»Der kommende Aufstand« im Spiegel des modernen Anarchismus
Nach dem Zusammenbruch der bipolaren Welt 1989/90 kam es in vielen Regionen zu politischen, ethnischen, sozialen oder ökonomischen Konflikten. Aus den Residuen der Stellvertreterkriege entwickelten sich mitunter Bürgerkriege, die mit äußerster Brutalität geführt wurden und oftmals jeglicher Kontrolle entzogen waren. Dies zum Anlass nehmend, formulierte Hans Magnus Enzensberger 1994 seine »Aussichten auf den Bürgerkrieg« als ein globales Phänomen, welches entweder weit entfernt in Afrika oder Asien verortet wurde oder in Europa lokal begrenzt blieb (bspw. Baskenland oder Nordirland) bevor es mit den jugoslawischen Sezessionskriegen mit voller Vehemenz in das europäische Wohnzimmer einbrach. Enzensberger machte auch in den westeuropäischen Nationen Nester dieses »molekularen Bürgerkriegs« aus, konstatierte aber eher vorsichtig: »Man kann sich fragen, wie ernst der Gewaltkult der europäischen Avantgarden zu nehmen ist. Ihre Provokationen zeugen nicht nur von einem tiefen Haß auf das Bestehende, sondern auch von einem ebenso tiefen Selbsthaß. Wahrscheinlich dienten sie auch der Kompensation eigener Ohnmachtsgefühle und der Abwehr eines Modernisierungszwanges, der ihre Geltungsansprüche bedrohte.« Süffisant ergänzte er noch: »Außerdem wird man die Neigung zur Pose in Rechnung stellen müssen…«
Enzensberger hatte damals hellsichtig die globalen Bedrohungen durch den islamistischen Terrorismus vorweggenommen. Die wachsenden Unzufriedenheiten an und in den repräsentativen Demokratien Europas, die sich beispielsweise in den Unruhen in den Pariser Banlieues von 2005 zum ersten Mal in größerem Ausmaß zeigten, konnte er jedoch unmöglich vorhersehen.

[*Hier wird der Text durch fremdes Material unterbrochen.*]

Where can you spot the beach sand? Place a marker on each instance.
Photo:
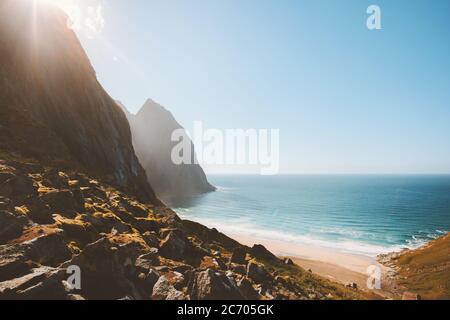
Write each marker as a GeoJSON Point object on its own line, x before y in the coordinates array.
{"type": "Point", "coordinates": [329, 263]}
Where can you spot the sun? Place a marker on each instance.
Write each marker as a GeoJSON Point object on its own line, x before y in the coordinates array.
{"type": "Point", "coordinates": [69, 6]}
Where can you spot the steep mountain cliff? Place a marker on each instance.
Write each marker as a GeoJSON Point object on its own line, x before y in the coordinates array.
{"type": "Point", "coordinates": [152, 129]}
{"type": "Point", "coordinates": [65, 147]}
{"type": "Point", "coordinates": [47, 79]}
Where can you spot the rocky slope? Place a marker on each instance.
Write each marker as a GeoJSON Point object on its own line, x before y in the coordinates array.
{"type": "Point", "coordinates": [423, 273]}
{"type": "Point", "coordinates": [152, 129]}
{"type": "Point", "coordinates": [71, 190]}
{"type": "Point", "coordinates": [52, 219]}
{"type": "Point", "coordinates": [46, 77]}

Diese Unruhen haben 2007 einige Autoren zu einer grundlegenden Schrift inspiriert, die den »kommenden Aufstand« nicht nur beschreibt, sondern in einem eigenartigen Stil zwischen Zynismus, Hochmut und Kälte logistische und bellizistische Anweisungen verbreitet. 2009 wurde das Buch um die Kommentierung der Ereignisse in Griechenland 2008 ergänzt. Diese Neuauflage liegt nun in der deutschen Übersetzung von Elmar Schmeda bei »Nautilus« vor.